1. Raising the Roof/Horsing Around (15 July 1991)
2. Dr Ollie/Funny Farm (16 July 1991)
3. Porker Problems/Fishy Story (17 July 1991)
4. Up, Up and Away/Feeding Frenzy (18 July 1991)
5. Homing in on Love/Dumb Cluck (19 July 1991)
6. All's Well that ends in a Well/Fowl Friends (22 July 1991)
7. Snow Ox/The Race (23 July 1991)
8. A Dairy Dilemma/A Beak too Far (24 July 1991)
9. Lion Around/Under the Weather (29 July 1991)

==Broadcast and home media==
In Japan, the series aired on the four TX Network stations of the time (TX, TVA, TVO and TSC). It was syndicated to Miyagi Television Broadcasting and Toyama Television.

The series has been aired in several countries outside Japan and has been dubbed and subtitled in English and numerous other languages.

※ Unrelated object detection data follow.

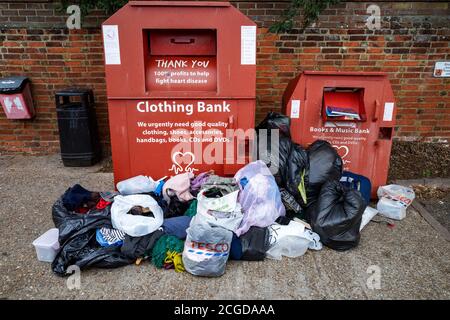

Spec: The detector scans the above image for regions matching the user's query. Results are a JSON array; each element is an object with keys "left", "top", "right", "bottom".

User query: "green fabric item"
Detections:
[
  {"left": 184, "top": 199, "right": 197, "bottom": 218},
  {"left": 152, "top": 234, "right": 184, "bottom": 269},
  {"left": 298, "top": 169, "right": 308, "bottom": 204}
]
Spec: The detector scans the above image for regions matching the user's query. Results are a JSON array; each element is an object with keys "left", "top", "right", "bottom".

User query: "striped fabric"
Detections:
[{"left": 100, "top": 228, "right": 125, "bottom": 244}]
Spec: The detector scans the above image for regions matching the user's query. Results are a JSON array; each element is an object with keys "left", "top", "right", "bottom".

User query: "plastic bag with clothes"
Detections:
[
  {"left": 117, "top": 175, "right": 158, "bottom": 195},
  {"left": 182, "top": 222, "right": 233, "bottom": 277},
  {"left": 111, "top": 194, "right": 163, "bottom": 237},
  {"left": 266, "top": 220, "right": 322, "bottom": 260},
  {"left": 308, "top": 180, "right": 366, "bottom": 251},
  {"left": 377, "top": 184, "right": 416, "bottom": 220},
  {"left": 283, "top": 143, "right": 309, "bottom": 206},
  {"left": 306, "top": 140, "right": 343, "bottom": 206},
  {"left": 52, "top": 198, "right": 133, "bottom": 276},
  {"left": 234, "top": 160, "right": 286, "bottom": 236},
  {"left": 239, "top": 227, "right": 270, "bottom": 261},
  {"left": 192, "top": 187, "right": 244, "bottom": 232}
]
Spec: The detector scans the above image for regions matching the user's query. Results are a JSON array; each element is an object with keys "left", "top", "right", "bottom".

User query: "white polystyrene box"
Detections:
[{"left": 33, "top": 228, "right": 59, "bottom": 262}]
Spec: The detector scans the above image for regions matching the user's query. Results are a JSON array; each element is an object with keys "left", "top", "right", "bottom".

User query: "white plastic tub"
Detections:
[{"left": 33, "top": 228, "right": 59, "bottom": 262}]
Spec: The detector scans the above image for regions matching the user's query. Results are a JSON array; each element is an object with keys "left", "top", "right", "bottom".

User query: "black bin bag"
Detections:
[
  {"left": 307, "top": 181, "right": 366, "bottom": 251},
  {"left": 256, "top": 112, "right": 309, "bottom": 213},
  {"left": 255, "top": 112, "right": 292, "bottom": 186},
  {"left": 306, "top": 140, "right": 343, "bottom": 206},
  {"left": 283, "top": 143, "right": 309, "bottom": 206},
  {"left": 239, "top": 226, "right": 270, "bottom": 261},
  {"left": 52, "top": 197, "right": 134, "bottom": 276}
]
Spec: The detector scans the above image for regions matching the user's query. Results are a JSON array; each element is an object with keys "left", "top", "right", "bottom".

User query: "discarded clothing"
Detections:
[
  {"left": 128, "top": 206, "right": 155, "bottom": 218},
  {"left": 235, "top": 160, "right": 286, "bottom": 236},
  {"left": 163, "top": 251, "right": 185, "bottom": 272},
  {"left": 155, "top": 180, "right": 166, "bottom": 197},
  {"left": 152, "top": 234, "right": 184, "bottom": 268},
  {"left": 202, "top": 175, "right": 239, "bottom": 193},
  {"left": 62, "top": 184, "right": 100, "bottom": 213},
  {"left": 230, "top": 234, "right": 242, "bottom": 260},
  {"left": 306, "top": 140, "right": 343, "bottom": 210},
  {"left": 280, "top": 188, "right": 305, "bottom": 220},
  {"left": 163, "top": 172, "right": 194, "bottom": 203},
  {"left": 52, "top": 196, "right": 132, "bottom": 276},
  {"left": 121, "top": 228, "right": 165, "bottom": 261},
  {"left": 164, "top": 196, "right": 191, "bottom": 219},
  {"left": 162, "top": 216, "right": 192, "bottom": 240},
  {"left": 266, "top": 221, "right": 322, "bottom": 260},
  {"left": 95, "top": 227, "right": 125, "bottom": 247},
  {"left": 100, "top": 191, "right": 120, "bottom": 202},
  {"left": 239, "top": 227, "right": 270, "bottom": 261},
  {"left": 95, "top": 198, "right": 112, "bottom": 210},
  {"left": 184, "top": 199, "right": 197, "bottom": 218},
  {"left": 183, "top": 223, "right": 233, "bottom": 277},
  {"left": 146, "top": 192, "right": 167, "bottom": 211},
  {"left": 117, "top": 175, "right": 157, "bottom": 196},
  {"left": 275, "top": 216, "right": 292, "bottom": 226}
]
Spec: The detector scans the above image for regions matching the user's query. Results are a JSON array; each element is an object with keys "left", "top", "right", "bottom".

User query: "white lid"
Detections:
[{"left": 33, "top": 228, "right": 59, "bottom": 249}]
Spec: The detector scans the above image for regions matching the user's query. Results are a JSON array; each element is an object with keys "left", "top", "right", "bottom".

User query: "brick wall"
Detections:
[{"left": 0, "top": 1, "right": 450, "bottom": 154}]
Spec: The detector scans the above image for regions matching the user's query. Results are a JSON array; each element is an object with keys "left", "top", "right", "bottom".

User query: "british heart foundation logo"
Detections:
[{"left": 169, "top": 151, "right": 198, "bottom": 174}]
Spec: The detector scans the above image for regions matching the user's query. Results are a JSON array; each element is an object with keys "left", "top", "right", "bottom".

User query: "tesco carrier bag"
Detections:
[{"left": 183, "top": 222, "right": 233, "bottom": 277}]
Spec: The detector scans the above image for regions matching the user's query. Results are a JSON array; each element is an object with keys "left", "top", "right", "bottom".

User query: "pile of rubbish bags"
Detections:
[{"left": 44, "top": 113, "right": 413, "bottom": 277}]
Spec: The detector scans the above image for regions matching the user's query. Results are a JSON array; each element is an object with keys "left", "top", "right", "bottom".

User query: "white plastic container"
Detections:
[
  {"left": 33, "top": 228, "right": 59, "bottom": 262},
  {"left": 117, "top": 175, "right": 158, "bottom": 196}
]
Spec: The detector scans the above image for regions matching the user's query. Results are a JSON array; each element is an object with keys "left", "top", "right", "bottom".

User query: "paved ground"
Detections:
[{"left": 0, "top": 156, "right": 450, "bottom": 299}]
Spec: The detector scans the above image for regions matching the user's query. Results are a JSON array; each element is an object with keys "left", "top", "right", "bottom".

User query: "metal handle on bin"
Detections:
[
  {"left": 228, "top": 115, "right": 234, "bottom": 129},
  {"left": 170, "top": 38, "right": 195, "bottom": 44},
  {"left": 372, "top": 99, "right": 381, "bottom": 122}
]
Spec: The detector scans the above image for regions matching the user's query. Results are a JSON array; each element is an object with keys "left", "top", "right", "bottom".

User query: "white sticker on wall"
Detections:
[
  {"left": 291, "top": 100, "right": 300, "bottom": 119},
  {"left": 241, "top": 26, "right": 256, "bottom": 65},
  {"left": 433, "top": 61, "right": 450, "bottom": 78},
  {"left": 383, "top": 102, "right": 394, "bottom": 121},
  {"left": 103, "top": 25, "right": 120, "bottom": 64}
]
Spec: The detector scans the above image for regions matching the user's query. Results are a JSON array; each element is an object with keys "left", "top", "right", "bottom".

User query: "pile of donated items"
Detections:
[{"left": 33, "top": 113, "right": 414, "bottom": 277}]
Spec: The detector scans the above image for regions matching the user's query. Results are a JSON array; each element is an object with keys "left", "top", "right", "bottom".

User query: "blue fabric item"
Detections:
[
  {"left": 155, "top": 180, "right": 166, "bottom": 196},
  {"left": 230, "top": 233, "right": 242, "bottom": 260},
  {"left": 239, "top": 177, "right": 248, "bottom": 189},
  {"left": 62, "top": 184, "right": 92, "bottom": 211},
  {"left": 95, "top": 229, "right": 123, "bottom": 247},
  {"left": 340, "top": 171, "right": 372, "bottom": 205},
  {"left": 162, "top": 216, "right": 192, "bottom": 240}
]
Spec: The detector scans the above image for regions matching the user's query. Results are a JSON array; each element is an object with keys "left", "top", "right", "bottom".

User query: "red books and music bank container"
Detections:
[
  {"left": 282, "top": 71, "right": 397, "bottom": 198},
  {"left": 102, "top": 1, "right": 256, "bottom": 183}
]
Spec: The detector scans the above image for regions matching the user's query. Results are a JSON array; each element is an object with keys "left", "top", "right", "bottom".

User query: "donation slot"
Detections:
[{"left": 144, "top": 29, "right": 217, "bottom": 92}]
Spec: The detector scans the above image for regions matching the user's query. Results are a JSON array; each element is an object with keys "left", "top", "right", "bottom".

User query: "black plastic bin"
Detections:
[{"left": 55, "top": 88, "right": 101, "bottom": 167}]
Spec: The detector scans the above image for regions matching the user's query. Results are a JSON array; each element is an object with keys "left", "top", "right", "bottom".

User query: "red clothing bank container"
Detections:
[
  {"left": 0, "top": 76, "right": 35, "bottom": 119},
  {"left": 103, "top": 1, "right": 256, "bottom": 183},
  {"left": 282, "top": 71, "right": 396, "bottom": 197}
]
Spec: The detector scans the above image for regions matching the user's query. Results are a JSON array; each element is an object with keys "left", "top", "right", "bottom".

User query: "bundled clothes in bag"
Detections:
[
  {"left": 183, "top": 222, "right": 233, "bottom": 277},
  {"left": 234, "top": 160, "right": 286, "bottom": 236},
  {"left": 52, "top": 196, "right": 133, "bottom": 276},
  {"left": 192, "top": 186, "right": 243, "bottom": 232},
  {"left": 308, "top": 181, "right": 366, "bottom": 251},
  {"left": 256, "top": 112, "right": 309, "bottom": 212},
  {"left": 239, "top": 227, "right": 270, "bottom": 261},
  {"left": 111, "top": 194, "right": 163, "bottom": 237},
  {"left": 266, "top": 220, "right": 322, "bottom": 260}
]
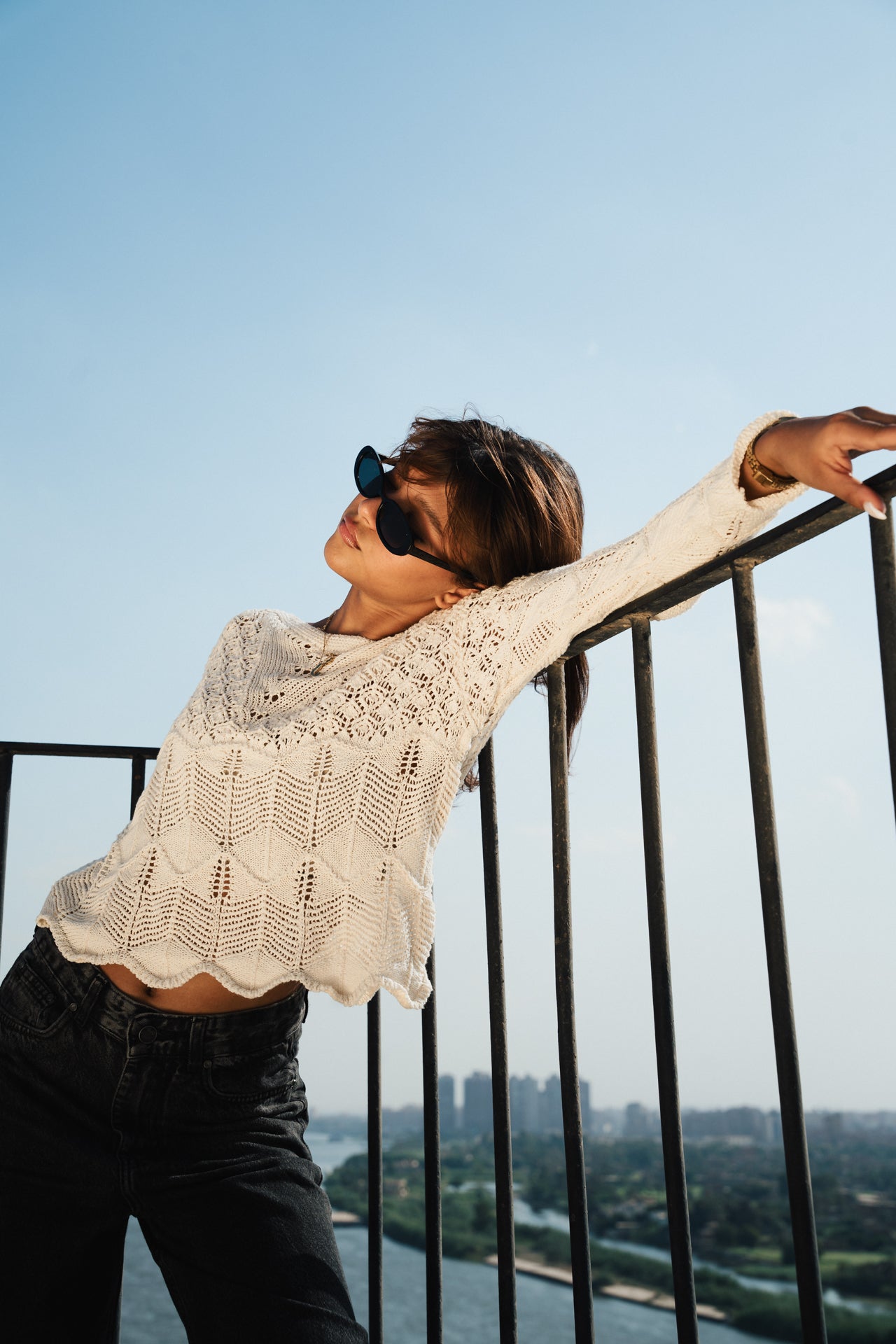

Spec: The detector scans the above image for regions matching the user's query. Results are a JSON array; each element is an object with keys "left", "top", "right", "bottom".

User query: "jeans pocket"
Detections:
[
  {"left": 0, "top": 944, "right": 71, "bottom": 1039},
  {"left": 203, "top": 1046, "right": 301, "bottom": 1102}
]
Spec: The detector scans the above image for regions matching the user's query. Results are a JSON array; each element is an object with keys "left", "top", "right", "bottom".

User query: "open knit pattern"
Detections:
[{"left": 38, "top": 412, "right": 805, "bottom": 1008}]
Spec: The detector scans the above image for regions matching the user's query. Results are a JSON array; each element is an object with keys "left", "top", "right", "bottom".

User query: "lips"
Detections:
[{"left": 336, "top": 517, "right": 360, "bottom": 551}]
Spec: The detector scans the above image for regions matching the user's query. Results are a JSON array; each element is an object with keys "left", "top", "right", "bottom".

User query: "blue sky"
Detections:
[{"left": 0, "top": 0, "right": 896, "bottom": 1109}]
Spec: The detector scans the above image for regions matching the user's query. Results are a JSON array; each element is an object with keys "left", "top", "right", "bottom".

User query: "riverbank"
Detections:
[
  {"left": 326, "top": 1147, "right": 896, "bottom": 1344},
  {"left": 486, "top": 1247, "right": 728, "bottom": 1321}
]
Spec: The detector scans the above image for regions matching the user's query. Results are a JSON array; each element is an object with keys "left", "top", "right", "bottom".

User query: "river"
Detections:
[{"left": 121, "top": 1133, "right": 771, "bottom": 1344}]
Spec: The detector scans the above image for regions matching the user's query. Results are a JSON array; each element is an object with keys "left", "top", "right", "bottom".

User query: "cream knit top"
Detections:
[{"left": 38, "top": 412, "right": 805, "bottom": 1008}]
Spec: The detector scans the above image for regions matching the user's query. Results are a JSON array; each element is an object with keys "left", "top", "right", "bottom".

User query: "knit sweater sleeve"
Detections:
[{"left": 456, "top": 412, "right": 806, "bottom": 735}]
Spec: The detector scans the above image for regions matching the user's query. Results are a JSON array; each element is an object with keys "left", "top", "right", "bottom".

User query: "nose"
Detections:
[{"left": 356, "top": 495, "right": 382, "bottom": 528}]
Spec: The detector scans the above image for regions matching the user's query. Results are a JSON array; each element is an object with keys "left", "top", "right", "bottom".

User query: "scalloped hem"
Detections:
[{"left": 36, "top": 911, "right": 433, "bottom": 1011}]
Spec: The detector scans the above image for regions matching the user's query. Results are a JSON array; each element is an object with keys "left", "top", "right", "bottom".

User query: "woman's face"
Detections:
[{"left": 323, "top": 470, "right": 472, "bottom": 610}]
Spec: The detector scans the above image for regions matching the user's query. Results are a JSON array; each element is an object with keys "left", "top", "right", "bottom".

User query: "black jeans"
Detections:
[{"left": 0, "top": 927, "right": 367, "bottom": 1344}]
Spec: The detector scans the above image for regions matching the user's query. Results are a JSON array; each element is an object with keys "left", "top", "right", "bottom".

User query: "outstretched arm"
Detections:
[{"left": 456, "top": 407, "right": 896, "bottom": 729}]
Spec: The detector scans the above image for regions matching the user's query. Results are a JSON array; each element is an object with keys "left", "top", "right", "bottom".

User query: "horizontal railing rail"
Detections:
[{"left": 0, "top": 468, "right": 896, "bottom": 1344}]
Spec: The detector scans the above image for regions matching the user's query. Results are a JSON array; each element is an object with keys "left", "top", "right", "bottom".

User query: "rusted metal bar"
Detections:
[
  {"left": 0, "top": 742, "right": 158, "bottom": 761},
  {"left": 548, "top": 663, "right": 594, "bottom": 1344},
  {"left": 479, "top": 738, "right": 517, "bottom": 1344},
  {"left": 868, "top": 508, "right": 896, "bottom": 827},
  {"left": 367, "top": 990, "right": 383, "bottom": 1344},
  {"left": 732, "top": 561, "right": 827, "bottom": 1344},
  {"left": 422, "top": 946, "right": 442, "bottom": 1344},
  {"left": 631, "top": 615, "right": 700, "bottom": 1344}
]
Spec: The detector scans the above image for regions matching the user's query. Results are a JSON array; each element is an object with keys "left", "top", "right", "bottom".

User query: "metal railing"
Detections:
[{"left": 0, "top": 468, "right": 896, "bottom": 1344}]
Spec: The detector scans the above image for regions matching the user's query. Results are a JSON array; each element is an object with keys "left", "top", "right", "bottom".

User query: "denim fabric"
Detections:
[{"left": 0, "top": 927, "right": 367, "bottom": 1344}]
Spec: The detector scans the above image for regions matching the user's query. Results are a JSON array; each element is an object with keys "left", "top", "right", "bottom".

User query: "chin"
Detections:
[{"left": 323, "top": 532, "right": 354, "bottom": 583}]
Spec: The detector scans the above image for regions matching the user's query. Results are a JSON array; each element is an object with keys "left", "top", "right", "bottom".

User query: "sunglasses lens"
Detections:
[
  {"left": 355, "top": 447, "right": 383, "bottom": 498},
  {"left": 376, "top": 500, "right": 414, "bottom": 555}
]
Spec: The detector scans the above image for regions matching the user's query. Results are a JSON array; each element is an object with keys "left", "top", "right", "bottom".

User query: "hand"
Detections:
[{"left": 744, "top": 406, "right": 896, "bottom": 517}]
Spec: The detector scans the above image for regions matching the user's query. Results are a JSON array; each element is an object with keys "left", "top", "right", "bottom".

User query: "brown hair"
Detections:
[{"left": 392, "top": 414, "right": 589, "bottom": 788}]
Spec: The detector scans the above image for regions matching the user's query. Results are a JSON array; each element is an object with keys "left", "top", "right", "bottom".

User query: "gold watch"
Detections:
[{"left": 744, "top": 415, "right": 797, "bottom": 491}]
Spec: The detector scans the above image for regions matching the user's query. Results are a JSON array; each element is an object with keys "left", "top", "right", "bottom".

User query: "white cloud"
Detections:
[{"left": 756, "top": 596, "right": 834, "bottom": 657}]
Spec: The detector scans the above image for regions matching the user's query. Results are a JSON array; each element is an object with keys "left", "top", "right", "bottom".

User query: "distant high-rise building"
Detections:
[
  {"left": 440, "top": 1074, "right": 456, "bottom": 1137},
  {"left": 622, "top": 1100, "right": 649, "bottom": 1138},
  {"left": 579, "top": 1078, "right": 591, "bottom": 1134},
  {"left": 510, "top": 1074, "right": 541, "bottom": 1134},
  {"left": 463, "top": 1070, "right": 493, "bottom": 1134},
  {"left": 541, "top": 1074, "right": 563, "bottom": 1134}
]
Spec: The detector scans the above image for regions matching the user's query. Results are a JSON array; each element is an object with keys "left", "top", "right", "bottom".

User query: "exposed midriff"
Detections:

The series was broadcast in the United Kingdom several times between 1991 and 1996, on the ITV network.

In the Netherlands, the series first aired on the children's slot of VARA on Nederland 1 on the evening of 6 October 1988.

The series aired on RTP1 in Portugal in 1989/1990. Initially the original Dutch intro was broadcast before being replaced by an instrumental theme.

In the late 1990s, the series was planned to air on Fox Family in the United States, but this was scrapped for unknown reasons.

In the US, a few episodes of the show were released on VHS by Just for Kids in the early 1990s; the show was officially released on DVD in Portugal and Spain in 2006.

In 1989, in Arab World it first aired on Saudi TV.

In the 2010s, the entire series was uploaded by YouTube's m4e channel.